High-density strata title communities comprise a growing new form of local democracy.
The various components of these increasingly popular apartment and townhouse communities, including the executive committees elected to preside over them and the strata managers responsible for supporting the administration of the community, are often in the news. So too are the developers that build them.
The news is often negative, including various sorts of commercial malpractice, bullying and conflict between owners.
These communities provide a terrific introduction to the pros and cons of local democracy.
Strata title properties are ones in which the title is divided between a number of units, as small as two and as large as several hundred. The growth of medium and high density living in all Australian cities means that more and more people are living cheek by jowl in such communities.
One in five Australians may now live in strata title schemes. One estimate for NSW is that there are 60,000 schemes, including 600,000 units and many more individuals.
Not only must such people manage relations between themselves and their own properties, but they have to jointly manage common property such as the buildings, gardens, hallways, and parking spots, not to mention pools and spas and community living rules.
These modern style communities are just like old-style villages and towns. They include just as many people as many small towns dotted around Australia. But relations are more intensive. For the owners and tenants of strata title schemes this is where their lives meet politics and democracy. Their scheme becomes more important to them than most contact with local, state or federal government.
Surveys show that whatever the level of democracy, citizens exhibit similar characteristics. These include limited knowledge and interest, suspicion of office-holders, assertions of self-interest and communication difficulties.
In strata title democracy many participants know one other personally and live side by side. Strata titles also have a number of special characteristics, such as absent owners and transient tenants, making democratic processes more difficult. Often the tenants outnumber the owner occupiers.
But the characters of wider Australian democracy are evident in strata title democracy. These include the good citizens, the articulate, the disadvantaged, the petty dictators and the squeaky wheels.
Like macro democracy the politics of strata titles is more about effective day to day administration than major contentious disagreements. But it is still a great introduction to democratic politics. The American political scientist Harold Lasswell 's description of politics as 'Who gets what, when and how' fits strata title politics beautifully.
There are great benefits in community living, including friendship, sharing and common purpose. But living in a world of developers, strata managers, owners, tenants and real estate agents is often difficult too. There is lots of inter-personal conflict.
Anyone who lives, as I do, in such communities has far greater insight into the various elements of the real world of politics. There are strata title lessons in democracy about participation, leadership and making hard decisions.

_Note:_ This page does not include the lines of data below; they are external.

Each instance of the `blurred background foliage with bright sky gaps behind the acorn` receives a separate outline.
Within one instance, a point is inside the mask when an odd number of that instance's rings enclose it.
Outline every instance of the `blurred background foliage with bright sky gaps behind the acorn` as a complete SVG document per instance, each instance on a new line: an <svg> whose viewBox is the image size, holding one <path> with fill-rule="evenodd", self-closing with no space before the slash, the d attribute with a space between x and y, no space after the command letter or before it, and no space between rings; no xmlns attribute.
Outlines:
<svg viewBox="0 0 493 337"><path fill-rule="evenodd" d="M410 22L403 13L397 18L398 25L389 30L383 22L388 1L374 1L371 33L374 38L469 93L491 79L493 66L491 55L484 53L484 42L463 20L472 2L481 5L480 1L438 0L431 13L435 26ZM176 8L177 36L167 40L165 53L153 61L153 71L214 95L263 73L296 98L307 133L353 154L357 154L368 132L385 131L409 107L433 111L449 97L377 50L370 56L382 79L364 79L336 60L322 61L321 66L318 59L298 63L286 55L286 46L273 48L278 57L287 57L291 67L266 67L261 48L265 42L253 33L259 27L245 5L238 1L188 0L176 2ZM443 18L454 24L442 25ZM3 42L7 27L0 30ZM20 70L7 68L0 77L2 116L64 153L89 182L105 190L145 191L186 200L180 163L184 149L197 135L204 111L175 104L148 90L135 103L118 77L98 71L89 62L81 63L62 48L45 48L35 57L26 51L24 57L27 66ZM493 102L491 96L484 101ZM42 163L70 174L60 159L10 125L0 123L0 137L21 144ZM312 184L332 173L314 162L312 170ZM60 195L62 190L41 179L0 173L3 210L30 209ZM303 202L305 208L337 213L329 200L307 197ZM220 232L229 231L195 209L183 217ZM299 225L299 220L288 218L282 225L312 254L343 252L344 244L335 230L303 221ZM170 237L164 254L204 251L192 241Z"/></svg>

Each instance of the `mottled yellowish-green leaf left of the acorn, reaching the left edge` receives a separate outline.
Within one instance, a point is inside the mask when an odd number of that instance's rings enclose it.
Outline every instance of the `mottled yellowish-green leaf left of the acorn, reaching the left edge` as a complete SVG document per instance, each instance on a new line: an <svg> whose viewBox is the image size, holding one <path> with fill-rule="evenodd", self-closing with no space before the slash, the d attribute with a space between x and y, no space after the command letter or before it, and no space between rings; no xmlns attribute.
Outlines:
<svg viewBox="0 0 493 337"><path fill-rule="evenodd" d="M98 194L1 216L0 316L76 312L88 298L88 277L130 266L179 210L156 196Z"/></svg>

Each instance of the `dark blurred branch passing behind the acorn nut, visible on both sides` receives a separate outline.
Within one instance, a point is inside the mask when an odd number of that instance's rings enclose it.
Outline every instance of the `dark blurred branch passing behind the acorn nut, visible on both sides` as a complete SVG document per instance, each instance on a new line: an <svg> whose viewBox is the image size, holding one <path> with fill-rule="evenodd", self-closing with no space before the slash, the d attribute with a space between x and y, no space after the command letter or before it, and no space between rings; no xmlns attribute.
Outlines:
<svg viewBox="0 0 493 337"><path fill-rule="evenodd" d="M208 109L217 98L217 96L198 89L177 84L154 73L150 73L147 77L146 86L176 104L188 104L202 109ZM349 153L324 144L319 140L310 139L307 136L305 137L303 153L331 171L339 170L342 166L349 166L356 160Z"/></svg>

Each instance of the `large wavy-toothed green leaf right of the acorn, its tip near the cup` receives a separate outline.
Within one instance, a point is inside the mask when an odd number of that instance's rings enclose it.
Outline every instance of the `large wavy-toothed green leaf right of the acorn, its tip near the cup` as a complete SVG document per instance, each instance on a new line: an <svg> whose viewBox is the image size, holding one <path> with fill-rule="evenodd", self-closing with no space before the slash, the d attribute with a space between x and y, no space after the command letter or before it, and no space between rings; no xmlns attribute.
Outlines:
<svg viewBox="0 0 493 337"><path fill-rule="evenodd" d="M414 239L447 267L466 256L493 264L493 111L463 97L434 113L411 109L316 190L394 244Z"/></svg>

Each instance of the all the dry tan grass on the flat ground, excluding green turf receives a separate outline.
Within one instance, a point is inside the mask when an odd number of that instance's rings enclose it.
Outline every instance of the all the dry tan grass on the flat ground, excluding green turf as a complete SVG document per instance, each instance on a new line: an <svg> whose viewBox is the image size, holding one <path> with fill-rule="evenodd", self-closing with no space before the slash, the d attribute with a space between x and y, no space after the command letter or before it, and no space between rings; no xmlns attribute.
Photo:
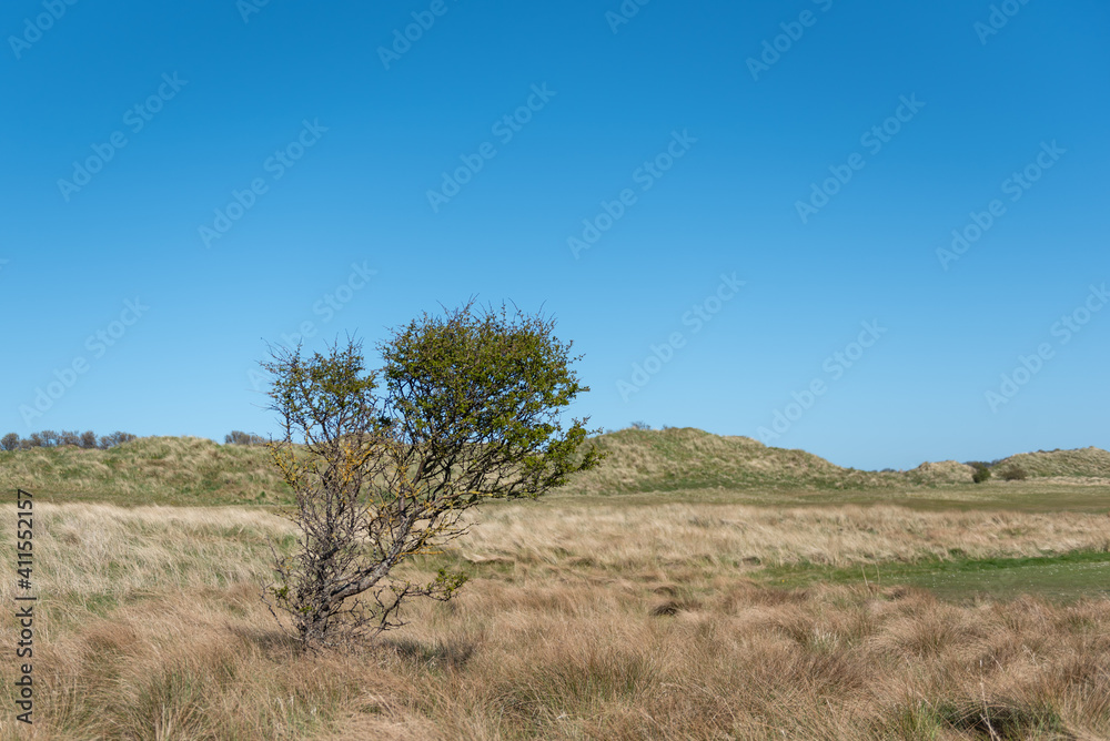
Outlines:
<svg viewBox="0 0 1110 741"><path fill-rule="evenodd" d="M36 512L37 723L16 728L6 697L2 739L1110 734L1106 599L785 590L754 583L761 567L744 560L1093 548L1106 515L492 507L456 556L482 565L458 599L414 606L410 627L361 652L297 657L254 586L265 537L289 531L272 515ZM12 519L0 511L2 531ZM10 541L0 554L11 562Z"/></svg>

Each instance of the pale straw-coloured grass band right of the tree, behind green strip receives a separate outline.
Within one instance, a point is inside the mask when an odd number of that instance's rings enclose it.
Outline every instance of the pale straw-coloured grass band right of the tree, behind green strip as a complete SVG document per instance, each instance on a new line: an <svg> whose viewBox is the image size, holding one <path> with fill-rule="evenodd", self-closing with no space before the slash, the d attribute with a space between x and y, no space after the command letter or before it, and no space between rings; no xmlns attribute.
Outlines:
<svg viewBox="0 0 1110 741"><path fill-rule="evenodd" d="M1074 512L914 511L902 507L767 508L622 504L492 508L461 544L465 558L589 564L623 571L699 564L734 569L806 560L858 562L1110 550L1110 517Z"/></svg>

Most participants lead busy, distracted lives with little time to invest in community processes. Australian politics copes with such disinterest by imposing compulsory voting but there is no such remedy within strata schemes. Absentee landlords, whose ownership is an investment rather than a life-style choice, rarely pull their weight. Their tenants are treated like aliens with no voting rights.
The leadership lesson is not just about the quality of leadership by body corporate committees but rather about how few people volunteer to take executive positions. Community organisations already know this lesson. Sometimes there is no one willing at all who hasn't done the job before.

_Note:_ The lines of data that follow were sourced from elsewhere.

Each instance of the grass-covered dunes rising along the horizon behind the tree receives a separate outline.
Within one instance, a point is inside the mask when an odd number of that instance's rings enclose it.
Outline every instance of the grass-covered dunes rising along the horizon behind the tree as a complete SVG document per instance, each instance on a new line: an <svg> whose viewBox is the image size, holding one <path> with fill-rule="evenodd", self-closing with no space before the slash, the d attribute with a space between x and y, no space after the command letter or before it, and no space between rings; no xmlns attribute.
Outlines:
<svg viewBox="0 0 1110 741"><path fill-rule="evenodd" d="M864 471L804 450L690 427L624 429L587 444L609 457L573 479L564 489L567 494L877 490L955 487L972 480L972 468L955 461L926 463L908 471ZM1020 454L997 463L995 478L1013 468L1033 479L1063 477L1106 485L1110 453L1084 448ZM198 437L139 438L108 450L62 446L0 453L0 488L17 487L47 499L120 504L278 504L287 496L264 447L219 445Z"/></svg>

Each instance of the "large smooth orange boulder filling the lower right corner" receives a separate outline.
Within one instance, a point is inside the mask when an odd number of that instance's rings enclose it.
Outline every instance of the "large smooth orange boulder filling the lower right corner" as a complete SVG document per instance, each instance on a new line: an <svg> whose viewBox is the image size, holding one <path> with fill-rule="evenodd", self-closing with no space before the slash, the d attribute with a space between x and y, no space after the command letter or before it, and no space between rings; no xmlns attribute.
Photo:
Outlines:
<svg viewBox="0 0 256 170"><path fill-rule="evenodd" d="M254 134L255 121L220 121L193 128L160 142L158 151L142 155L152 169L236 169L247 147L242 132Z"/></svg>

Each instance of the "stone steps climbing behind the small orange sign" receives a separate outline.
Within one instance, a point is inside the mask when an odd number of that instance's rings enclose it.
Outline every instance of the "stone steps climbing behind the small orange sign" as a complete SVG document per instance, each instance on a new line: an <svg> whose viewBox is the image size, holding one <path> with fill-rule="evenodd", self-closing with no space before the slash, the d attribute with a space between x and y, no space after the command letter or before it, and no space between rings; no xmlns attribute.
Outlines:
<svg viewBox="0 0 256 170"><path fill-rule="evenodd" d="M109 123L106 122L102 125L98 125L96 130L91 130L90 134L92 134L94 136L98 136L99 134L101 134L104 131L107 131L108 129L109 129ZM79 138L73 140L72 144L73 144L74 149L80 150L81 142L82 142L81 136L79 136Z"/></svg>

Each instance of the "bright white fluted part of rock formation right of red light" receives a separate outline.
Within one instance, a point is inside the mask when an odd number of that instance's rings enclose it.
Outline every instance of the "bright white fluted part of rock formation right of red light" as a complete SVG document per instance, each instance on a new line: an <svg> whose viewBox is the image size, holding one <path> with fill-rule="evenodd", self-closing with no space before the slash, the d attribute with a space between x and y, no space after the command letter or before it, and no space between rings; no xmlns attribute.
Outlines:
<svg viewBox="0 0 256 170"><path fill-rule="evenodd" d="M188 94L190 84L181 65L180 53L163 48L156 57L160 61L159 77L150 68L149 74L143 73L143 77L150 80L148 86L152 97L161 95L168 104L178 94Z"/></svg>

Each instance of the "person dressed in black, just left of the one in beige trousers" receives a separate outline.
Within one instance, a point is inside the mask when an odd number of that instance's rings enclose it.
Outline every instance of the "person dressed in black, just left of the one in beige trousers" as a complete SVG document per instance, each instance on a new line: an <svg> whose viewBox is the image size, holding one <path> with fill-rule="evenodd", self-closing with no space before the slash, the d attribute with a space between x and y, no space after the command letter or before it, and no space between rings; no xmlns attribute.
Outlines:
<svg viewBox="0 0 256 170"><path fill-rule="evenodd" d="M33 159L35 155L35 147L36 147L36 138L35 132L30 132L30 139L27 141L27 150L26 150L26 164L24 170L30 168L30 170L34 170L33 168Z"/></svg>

In macro politics those who stand for election deserve more credit than they are often given because they are an equally small minority.
The final lesson is about just how hard it is to make big decisions because there are always losers and winners, those who can afford fees and expenses and those who cannot, and the usual problem of not enough money to go around. No wonder there is frequent recourse to legal advice, tribunals and courts to resolve disputes. Then the circle is completed between micro and macro politics.
John Warhurst is an Emeritus Professor of Political Science at the Australian National University and a Canberra Times columnist.